In [2]:
import cdsapi
import xarray as xr
import pygrib #
import numpy as np
import pandas as pd
import time
import requests
import os
import xarray as xr


import plotly.graph_objects as go
from plotly.subplots import make_subplots
import plotly.express as px
import plotly


import numpy as np
import matplotlib.pyplot as plt #
import matplotlib.colors #

from geopy.geocoders import Nominatim
from datetime import datetime
import timezonefinder
from astral.sun import sun
from astral.location import LocationInfo

## Download, prepare and plot the data

In this first section we download and prepare the data for the last 30 years, visualising it using different plots.

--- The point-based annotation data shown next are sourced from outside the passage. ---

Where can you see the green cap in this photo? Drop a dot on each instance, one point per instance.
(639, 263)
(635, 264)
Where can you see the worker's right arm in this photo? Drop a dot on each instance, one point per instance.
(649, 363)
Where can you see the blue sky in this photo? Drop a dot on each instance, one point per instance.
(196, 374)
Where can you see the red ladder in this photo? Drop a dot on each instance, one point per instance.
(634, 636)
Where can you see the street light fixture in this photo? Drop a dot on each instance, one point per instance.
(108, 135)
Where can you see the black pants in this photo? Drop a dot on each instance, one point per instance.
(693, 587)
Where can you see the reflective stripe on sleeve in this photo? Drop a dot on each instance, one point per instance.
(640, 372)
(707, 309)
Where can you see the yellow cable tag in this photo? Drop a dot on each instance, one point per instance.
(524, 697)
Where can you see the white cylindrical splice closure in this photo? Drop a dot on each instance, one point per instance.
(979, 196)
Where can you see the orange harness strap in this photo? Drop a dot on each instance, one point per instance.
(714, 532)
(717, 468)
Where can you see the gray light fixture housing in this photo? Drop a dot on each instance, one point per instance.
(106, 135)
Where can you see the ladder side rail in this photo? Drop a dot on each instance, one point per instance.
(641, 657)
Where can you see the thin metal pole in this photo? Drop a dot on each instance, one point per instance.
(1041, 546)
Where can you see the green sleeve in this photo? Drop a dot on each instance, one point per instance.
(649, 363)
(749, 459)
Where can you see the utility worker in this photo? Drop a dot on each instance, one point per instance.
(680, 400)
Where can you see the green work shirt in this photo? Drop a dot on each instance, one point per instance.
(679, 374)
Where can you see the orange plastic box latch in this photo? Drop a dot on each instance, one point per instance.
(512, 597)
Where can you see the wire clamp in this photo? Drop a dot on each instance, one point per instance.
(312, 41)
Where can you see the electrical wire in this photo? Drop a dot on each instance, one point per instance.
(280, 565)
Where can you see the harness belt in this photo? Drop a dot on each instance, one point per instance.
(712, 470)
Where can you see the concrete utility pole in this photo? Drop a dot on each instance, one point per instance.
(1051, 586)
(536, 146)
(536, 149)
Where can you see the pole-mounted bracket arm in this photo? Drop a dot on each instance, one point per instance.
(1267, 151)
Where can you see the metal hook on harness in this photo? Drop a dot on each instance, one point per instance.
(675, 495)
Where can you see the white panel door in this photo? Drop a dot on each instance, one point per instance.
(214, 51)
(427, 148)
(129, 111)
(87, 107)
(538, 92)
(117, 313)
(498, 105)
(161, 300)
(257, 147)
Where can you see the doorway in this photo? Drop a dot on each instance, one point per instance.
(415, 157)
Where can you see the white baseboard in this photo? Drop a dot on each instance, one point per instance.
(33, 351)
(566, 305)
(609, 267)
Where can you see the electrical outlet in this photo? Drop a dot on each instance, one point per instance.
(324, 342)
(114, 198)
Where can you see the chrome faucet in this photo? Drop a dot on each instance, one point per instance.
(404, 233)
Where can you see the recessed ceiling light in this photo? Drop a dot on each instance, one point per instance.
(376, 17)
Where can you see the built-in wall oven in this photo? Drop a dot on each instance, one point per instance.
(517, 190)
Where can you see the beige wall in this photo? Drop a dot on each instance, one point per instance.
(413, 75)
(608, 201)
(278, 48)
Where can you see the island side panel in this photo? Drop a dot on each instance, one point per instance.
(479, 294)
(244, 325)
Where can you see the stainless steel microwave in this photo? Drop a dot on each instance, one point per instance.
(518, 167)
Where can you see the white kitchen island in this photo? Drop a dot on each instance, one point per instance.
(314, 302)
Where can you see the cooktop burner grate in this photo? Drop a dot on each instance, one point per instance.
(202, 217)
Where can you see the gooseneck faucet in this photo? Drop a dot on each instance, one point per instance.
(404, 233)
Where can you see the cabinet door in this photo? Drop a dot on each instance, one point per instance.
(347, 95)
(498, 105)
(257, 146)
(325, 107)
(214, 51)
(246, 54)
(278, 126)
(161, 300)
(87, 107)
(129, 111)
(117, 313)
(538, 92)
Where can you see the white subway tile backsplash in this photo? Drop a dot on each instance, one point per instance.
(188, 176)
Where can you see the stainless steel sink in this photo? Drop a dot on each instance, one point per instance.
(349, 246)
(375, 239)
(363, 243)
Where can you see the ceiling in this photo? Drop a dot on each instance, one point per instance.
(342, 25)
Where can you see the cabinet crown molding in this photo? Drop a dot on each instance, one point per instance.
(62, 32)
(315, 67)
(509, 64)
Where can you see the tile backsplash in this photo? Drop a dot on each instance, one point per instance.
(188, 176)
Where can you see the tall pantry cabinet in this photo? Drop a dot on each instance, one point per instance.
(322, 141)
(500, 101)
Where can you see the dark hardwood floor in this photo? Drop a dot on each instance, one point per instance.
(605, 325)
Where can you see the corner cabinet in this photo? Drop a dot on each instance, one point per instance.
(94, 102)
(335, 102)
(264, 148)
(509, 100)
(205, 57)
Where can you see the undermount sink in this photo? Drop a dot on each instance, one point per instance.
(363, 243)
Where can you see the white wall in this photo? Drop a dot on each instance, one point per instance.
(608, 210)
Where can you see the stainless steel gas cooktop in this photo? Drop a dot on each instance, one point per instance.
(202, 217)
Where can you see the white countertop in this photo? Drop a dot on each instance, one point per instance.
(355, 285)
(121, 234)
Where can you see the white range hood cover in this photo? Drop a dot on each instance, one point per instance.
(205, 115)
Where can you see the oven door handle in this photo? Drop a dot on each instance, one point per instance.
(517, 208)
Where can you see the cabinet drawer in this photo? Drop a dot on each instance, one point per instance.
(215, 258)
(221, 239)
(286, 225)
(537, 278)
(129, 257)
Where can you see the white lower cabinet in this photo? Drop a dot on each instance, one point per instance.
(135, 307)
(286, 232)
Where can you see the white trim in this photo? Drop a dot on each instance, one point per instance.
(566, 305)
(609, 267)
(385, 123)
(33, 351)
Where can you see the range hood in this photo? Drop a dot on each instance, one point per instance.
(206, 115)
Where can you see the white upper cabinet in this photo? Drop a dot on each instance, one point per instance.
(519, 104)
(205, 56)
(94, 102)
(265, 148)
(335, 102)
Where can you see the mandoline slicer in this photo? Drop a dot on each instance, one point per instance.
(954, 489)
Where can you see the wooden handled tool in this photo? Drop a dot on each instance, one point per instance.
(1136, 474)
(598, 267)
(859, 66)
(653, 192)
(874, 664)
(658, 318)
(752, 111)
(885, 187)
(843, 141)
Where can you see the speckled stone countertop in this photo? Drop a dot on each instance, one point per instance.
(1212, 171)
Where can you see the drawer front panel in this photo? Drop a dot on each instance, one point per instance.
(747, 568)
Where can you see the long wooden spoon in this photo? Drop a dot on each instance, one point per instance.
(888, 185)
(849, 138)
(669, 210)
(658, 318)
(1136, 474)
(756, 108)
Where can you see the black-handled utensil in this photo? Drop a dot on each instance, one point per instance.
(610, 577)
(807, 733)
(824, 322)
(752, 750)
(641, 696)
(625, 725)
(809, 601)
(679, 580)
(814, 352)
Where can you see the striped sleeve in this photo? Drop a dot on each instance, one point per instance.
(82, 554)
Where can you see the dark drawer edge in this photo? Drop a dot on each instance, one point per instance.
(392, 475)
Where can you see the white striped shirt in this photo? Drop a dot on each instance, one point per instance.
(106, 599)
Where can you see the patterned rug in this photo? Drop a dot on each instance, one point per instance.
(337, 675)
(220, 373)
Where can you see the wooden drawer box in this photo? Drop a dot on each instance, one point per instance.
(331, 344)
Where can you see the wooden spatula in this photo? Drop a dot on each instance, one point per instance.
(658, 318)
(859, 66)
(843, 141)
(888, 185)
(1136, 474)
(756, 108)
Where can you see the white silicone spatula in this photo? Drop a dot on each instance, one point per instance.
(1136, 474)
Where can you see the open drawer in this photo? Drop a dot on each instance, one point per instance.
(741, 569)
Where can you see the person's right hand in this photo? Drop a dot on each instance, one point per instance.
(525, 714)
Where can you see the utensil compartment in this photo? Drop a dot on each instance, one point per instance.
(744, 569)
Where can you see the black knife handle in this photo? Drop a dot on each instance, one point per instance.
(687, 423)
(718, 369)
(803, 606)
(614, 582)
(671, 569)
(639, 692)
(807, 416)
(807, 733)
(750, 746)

### Download and preparation

In [3]:
# select the years you want to download:
start_year = 1992
end_year = 2022
year_range = [i for i in range(start_year, end_year + 1)]


# Use geopy to get the latitude and longitude of the city
geolocator = Nominatim(user_agent="permaculture-climate")
location = geolocator.geocode("Puebla de don Fadrique, Spain")
# Add a delay between requests
time.sleep(1)


In [None]:
#Send API request and download data
c = cdsapi.Client()
try:
    data = c.retrieve("reanalysis-era5-single-levels-monthly-means",
    {"format": "grib",
     "product_type": "monthly_averaged_reanalysis_by_hour_of_day",
     "variable": ['10m_u_component_of_wind', '10m_v_component_of_wind', 
                '2m_temperature',
                'total_cloud_cover', 
                'total_precipitation',
                ],
    "area": [location.latitude + 1, 
             location.longitude - 1, 
             location.latitude - 1, 
             location.longitude + 1],  # North, West, South, East. 
    "year": year_range,
    "month": ['01', '02', '03',
           '04', '05', '06',
           '07', '08', '09',
           '10', '11', '12'],
    "time": ["00:00","01:00","02:00","03:00","04:00","05:00",
             "06:00","07:00","08:00","09:00","10:00","11:00",
             "12:00", "13:00","14:00","15:00","16:00","17:00",
             "18:00","19:00","20:00","21:00","22:00","23:00"]
    })

    # Get the location of the file to download
    url = data.location

    # Download the file
    response = requests.get(url)

    # Check if the request was successful
    response.raise_for_status()

except requests.exceptions.HTTPError as errh:
    print ("HTTP Error:",errh)
except requests.exceptions.ConnectionError as errc:
    print ("Error Connecting:",errc)
except requests.exceptions.Timeout as errt:
    print ("Timeout Error:",errt)
except requests.exceptions.RequestException as err:
    print ("Something went wrong with the request:",err)

else:
    # If the request was successful, write the file
    filename = 'past_climate.grib'
    with open(filename, 'wb') as f:
        f.write(response.content)

    # Print the location where the file is saved
    print(f"File saved at: {os.path.abspath(filename)}")

In [5]:
# List of variables to load
variables = ['2t','10v','10u','tp','tcc']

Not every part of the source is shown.